Creating plots to compare the original sample and the synthetic sample.

Parameters:
  • variable_list (list) – A list of variables in the data set. The maximum list size must be 3. The type of the plot depends o the list size: 1->histogram, 2->scatter plot, 3->3D scatter plot.

  • fig_size (tuple, optional) – The figure size can be adjusted, defaults to None

compareStats()[source]

Return variable-level quality metrics for the synthetic sample.

fit(sample_size=None)[source]

Creating synthetic sample using parallel processing.

Parameters:

sample_size (int, optional) – Required minimum size. The synthetic sample size will be the sample size if not specified., defaults to None

Returns:

Returns the synthetic sample

Return type:

pandas.DataFrame

qualityReport()[source]

Return per-variable and overall quality metrics for the synthetic sample.

round_integers(integer_columns, stochastic=True)[source]

Rounds variables to integers.

Parameters:
  • integer_columns (list) – The list of variables to be rounded.

  • stochastic (bool, optional) – Variables are rounded by a stochastic process, defaults to True

Return type:

None

class synloc.clusterResampler(data, method, n_clusters=8, size_min=None, normalize=True, clipping=True)[source]

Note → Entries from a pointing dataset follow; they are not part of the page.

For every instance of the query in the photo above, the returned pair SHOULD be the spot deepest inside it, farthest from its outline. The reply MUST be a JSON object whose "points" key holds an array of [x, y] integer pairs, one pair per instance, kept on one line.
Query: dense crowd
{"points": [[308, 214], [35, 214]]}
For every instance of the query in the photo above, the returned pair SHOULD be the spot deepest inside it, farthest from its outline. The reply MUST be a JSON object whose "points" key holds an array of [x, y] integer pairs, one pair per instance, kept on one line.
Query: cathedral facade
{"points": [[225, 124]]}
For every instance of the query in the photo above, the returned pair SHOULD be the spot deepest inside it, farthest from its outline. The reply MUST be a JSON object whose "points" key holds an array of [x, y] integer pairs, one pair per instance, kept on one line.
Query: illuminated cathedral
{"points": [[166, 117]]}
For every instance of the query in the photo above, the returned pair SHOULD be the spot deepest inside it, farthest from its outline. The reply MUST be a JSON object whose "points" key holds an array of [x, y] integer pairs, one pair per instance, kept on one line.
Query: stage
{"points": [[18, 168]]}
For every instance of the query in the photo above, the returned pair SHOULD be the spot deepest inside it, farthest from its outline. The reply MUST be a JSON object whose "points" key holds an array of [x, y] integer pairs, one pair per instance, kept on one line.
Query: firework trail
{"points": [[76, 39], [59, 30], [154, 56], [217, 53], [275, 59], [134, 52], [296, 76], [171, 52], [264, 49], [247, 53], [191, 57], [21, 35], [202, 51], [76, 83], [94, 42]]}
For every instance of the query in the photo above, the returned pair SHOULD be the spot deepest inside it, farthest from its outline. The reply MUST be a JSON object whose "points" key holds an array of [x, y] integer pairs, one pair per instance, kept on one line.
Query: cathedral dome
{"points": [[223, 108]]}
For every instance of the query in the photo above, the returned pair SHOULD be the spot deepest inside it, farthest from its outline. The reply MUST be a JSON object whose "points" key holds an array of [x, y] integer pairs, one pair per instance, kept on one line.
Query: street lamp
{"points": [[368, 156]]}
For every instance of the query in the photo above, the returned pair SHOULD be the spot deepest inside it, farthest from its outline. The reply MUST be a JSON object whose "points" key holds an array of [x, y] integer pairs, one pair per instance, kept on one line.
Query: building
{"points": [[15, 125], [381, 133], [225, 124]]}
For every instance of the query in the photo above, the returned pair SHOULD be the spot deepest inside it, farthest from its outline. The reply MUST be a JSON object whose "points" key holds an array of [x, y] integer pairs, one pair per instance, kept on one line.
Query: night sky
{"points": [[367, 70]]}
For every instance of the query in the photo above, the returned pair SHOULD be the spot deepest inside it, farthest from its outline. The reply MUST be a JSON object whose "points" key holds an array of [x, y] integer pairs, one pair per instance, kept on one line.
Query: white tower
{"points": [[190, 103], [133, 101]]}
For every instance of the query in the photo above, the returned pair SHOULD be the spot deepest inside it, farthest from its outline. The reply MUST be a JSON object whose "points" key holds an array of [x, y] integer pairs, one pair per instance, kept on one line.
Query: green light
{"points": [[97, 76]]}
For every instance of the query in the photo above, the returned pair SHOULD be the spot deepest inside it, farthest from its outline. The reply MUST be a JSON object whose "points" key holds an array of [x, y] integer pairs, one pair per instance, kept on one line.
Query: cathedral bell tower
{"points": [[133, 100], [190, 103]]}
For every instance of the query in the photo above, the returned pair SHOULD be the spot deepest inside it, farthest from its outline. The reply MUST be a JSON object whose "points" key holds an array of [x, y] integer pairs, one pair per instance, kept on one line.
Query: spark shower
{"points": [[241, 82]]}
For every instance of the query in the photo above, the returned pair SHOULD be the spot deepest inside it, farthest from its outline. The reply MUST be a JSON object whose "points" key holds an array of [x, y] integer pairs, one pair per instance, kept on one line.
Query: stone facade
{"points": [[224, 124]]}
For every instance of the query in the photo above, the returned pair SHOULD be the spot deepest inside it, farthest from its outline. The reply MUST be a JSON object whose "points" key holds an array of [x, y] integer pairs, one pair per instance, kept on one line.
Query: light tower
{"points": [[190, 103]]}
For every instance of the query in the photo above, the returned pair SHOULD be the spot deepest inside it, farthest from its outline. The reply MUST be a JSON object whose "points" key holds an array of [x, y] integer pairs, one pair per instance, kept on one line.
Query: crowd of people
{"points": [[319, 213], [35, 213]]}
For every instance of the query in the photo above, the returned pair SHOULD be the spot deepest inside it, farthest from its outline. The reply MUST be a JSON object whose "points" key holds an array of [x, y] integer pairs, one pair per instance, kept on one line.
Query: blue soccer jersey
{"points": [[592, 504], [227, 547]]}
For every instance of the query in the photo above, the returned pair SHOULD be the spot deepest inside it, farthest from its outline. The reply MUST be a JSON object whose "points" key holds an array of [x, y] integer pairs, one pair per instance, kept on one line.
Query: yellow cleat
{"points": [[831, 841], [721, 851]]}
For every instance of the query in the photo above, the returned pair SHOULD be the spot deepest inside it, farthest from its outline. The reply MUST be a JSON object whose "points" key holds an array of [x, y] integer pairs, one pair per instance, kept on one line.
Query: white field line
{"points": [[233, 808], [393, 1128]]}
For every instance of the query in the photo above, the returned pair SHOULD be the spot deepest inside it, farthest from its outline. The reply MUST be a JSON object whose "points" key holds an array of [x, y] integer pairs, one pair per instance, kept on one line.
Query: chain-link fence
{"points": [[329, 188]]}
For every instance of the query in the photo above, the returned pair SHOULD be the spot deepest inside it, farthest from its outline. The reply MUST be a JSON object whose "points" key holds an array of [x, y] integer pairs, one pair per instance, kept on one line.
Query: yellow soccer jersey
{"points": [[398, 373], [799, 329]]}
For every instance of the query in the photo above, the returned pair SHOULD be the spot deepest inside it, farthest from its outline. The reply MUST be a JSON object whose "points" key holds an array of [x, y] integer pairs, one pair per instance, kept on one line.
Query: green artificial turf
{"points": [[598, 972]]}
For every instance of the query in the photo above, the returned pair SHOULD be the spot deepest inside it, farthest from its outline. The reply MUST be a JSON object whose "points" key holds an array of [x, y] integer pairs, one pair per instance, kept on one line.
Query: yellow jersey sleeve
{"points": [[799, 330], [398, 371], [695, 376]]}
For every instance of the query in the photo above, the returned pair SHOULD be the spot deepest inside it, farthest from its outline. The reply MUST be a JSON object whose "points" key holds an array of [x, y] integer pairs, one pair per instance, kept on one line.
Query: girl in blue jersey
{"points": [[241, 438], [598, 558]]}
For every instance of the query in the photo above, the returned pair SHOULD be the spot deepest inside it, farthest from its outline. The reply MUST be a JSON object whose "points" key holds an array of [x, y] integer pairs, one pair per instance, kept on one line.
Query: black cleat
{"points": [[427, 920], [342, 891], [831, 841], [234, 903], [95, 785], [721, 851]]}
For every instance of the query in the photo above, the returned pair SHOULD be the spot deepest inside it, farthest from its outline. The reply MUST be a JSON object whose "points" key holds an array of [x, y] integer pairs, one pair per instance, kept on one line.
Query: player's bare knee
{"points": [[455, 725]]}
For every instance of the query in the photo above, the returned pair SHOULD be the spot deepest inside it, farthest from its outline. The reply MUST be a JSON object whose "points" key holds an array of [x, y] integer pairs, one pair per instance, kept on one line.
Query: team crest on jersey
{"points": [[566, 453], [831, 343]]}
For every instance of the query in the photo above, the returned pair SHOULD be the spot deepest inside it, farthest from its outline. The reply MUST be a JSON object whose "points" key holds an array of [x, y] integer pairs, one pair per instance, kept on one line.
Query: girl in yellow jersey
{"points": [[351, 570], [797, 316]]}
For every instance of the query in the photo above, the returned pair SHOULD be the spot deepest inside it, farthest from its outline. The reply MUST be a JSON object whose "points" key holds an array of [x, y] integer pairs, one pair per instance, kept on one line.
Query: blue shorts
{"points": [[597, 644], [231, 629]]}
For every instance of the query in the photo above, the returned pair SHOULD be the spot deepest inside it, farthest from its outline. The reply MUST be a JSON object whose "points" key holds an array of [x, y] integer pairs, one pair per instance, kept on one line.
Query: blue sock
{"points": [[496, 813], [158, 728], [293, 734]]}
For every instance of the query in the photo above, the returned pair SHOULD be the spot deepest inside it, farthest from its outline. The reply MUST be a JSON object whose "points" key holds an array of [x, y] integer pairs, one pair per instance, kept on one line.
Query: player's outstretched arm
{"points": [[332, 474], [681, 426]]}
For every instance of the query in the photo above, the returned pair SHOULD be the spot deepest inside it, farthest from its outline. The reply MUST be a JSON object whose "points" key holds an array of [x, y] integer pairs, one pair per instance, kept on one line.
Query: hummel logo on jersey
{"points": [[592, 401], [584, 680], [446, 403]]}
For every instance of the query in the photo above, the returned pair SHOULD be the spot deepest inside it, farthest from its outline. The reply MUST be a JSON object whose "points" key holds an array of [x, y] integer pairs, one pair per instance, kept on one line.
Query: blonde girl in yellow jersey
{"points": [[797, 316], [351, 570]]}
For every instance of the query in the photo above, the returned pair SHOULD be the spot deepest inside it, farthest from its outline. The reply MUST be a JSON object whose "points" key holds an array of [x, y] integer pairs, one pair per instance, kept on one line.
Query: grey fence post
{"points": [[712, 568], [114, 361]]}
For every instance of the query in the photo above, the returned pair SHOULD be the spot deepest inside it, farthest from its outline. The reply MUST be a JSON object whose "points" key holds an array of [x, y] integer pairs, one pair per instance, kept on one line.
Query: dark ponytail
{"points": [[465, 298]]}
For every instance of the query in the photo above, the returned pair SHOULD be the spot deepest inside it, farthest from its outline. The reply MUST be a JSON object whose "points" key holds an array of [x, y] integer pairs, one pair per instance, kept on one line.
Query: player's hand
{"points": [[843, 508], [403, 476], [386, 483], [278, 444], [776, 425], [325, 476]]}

Creating synthetic sample by clustering.

This class creates subsamples from a given sample. The subsamples are created by clustering the original sample and then sampling from each cluster. The clustering is done by standard KMeans with a heuristic for size_min.

Parameters:
  • data (pandas.DataFrame) – Original data set to be synthesized

  • method (function) – Function to be used to create synthetic values from each cluster.

  • n_clusters (int, optional) – The number of clusters, defaults to 8

  • size_min (int, optional) – Required minimum cluster size, defaults to None

  • normalize (bool, optional) – Normalize sample before defining clusters, defaults to True

  • clipping (bool, optional) – trim values greater (smaller) than the maximum (minimum) for each variable, defaults to True

comparePlots(variable_list, fig_size=None)[source]

Creating plots to compare the original sample and the synthetic sample.

Parameters:
  • variable_list (list) – A list of variables in the data set. The maximum list size must be 3. The type of the plot depends o the list size: 1->histogram, 2->scatter plot, 3->3D scatter plot.

  • fig_size (tuple, optional) – The figure size can be adjusted, defaults to None

compareStats()[source]

Return variable-level quality metrics for the synthetic sample.

fit(sample_size=None)[source]

Creating synthetic sample.

Parameters:

sample_size (int, optional) – Required minimum size. The synthetic sample size will be the cluster size if not specified., defaults to None

Returns:

Returns the synthetic sample

Return type:

pandas.DataFrame

qualityReport()[source]

Return per-variable and overall quality metrics for the synthetic sample.